The Life of Marie Curie (1867-1934)
A woman who left a great impact on the world.
Both her mom and dad were teachers and helped pursue Marie's dream of being a scientist. Marie was highly intelligent for her age, but people in Poland didn't have access to higher education, so Marie was stuck being top student in the school.
After her mom died, she went to boarding school. Shortly afterwards, Marie attended a selective school in a gymnasium for highly academic students. Expectedly, she graduated from high school early- at fifteen years old!

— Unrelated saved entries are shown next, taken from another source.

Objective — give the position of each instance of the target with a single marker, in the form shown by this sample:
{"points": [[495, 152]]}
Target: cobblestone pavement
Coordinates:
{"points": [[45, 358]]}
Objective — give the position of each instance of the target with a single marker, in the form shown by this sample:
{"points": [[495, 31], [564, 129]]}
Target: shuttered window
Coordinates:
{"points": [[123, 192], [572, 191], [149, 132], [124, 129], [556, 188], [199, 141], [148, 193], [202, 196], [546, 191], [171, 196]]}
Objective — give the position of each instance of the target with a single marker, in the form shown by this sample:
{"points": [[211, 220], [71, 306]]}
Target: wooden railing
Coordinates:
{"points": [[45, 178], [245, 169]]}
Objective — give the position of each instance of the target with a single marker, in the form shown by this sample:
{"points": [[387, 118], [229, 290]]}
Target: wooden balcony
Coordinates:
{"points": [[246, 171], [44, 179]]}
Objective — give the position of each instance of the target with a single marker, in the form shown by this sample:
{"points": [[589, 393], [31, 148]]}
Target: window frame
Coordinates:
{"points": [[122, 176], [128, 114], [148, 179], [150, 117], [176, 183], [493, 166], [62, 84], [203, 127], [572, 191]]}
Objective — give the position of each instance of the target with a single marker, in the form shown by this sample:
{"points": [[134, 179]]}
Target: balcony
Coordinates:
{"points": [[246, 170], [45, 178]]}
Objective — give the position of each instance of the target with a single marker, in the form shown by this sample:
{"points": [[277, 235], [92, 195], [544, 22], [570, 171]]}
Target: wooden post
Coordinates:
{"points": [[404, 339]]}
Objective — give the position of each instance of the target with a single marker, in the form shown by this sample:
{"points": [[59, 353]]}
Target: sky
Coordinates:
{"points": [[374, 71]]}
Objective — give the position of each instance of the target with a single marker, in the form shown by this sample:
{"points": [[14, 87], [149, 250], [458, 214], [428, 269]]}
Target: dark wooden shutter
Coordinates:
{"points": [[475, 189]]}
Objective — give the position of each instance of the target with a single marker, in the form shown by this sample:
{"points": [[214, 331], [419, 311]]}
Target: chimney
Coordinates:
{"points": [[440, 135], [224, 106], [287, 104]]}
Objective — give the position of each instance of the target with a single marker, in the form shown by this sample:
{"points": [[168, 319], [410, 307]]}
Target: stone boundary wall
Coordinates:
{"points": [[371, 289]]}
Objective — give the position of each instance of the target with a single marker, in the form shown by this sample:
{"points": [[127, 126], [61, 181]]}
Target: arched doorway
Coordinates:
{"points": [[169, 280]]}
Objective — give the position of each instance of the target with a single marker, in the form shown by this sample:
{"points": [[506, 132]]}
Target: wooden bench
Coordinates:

After she graduated, she worked as a tutor and a children's governess to financially support Bronya, her sister. During this time, she went to an illegal, free college and went to lectures as well. In 1893,
Marie recieved a master's degree in physics, and a year later she received one in chemistry.
Changes To Mankind
She discovered uranium can conduct electricity because its rays charge the air it passes through. Marie also discovered the number of rays produced by the uranium depends on how much uranium that's actually there, making the positive theory that rays come from the uranium atoms, not the chemical reaction. She also discovered the two minerals in uranium, pitchblende and tobernite, have more conductivity than uranium itself. She had another correct theory stating that pitchblende and tobernite have a chemical element more active than uranium. Marie discovered thorium, an element that emits rays just like uranium. And in 1898, she discovered two new elements that would later be found in the Dmitri Mendeleev's periodic table. The first element she discovered was polonium (or PO,) in honor of her homeland Poland. The second element she discovered was radium (or RA,) a Latin word for ray.
Marie Curie was the first woman to receive a Nobel Prize and the first woman professor at the University of Paris.
During World War I, Marie set up radiology medical units on battle grounds to help heal and save wounded soldiers. Later on, she used radiology elements to treat tumors.
On May 20, 1921, Marie was rewarded with radium in a lead-lined steel box by President Warren G. Harding. The Radium Institute (now known as The Curie Institute,) is still working on important research today.
Did You Know?
- While figuring out uranium rays can form electricity, Marie used a electrometer her husband, Pierre, and his brother made.
- Maries' daughter, Irene, and her husband, Fredric, won a Nobel Prize in chemistry in 1935.
- In 1906, Pierre was killed by a horse-drawn carriage.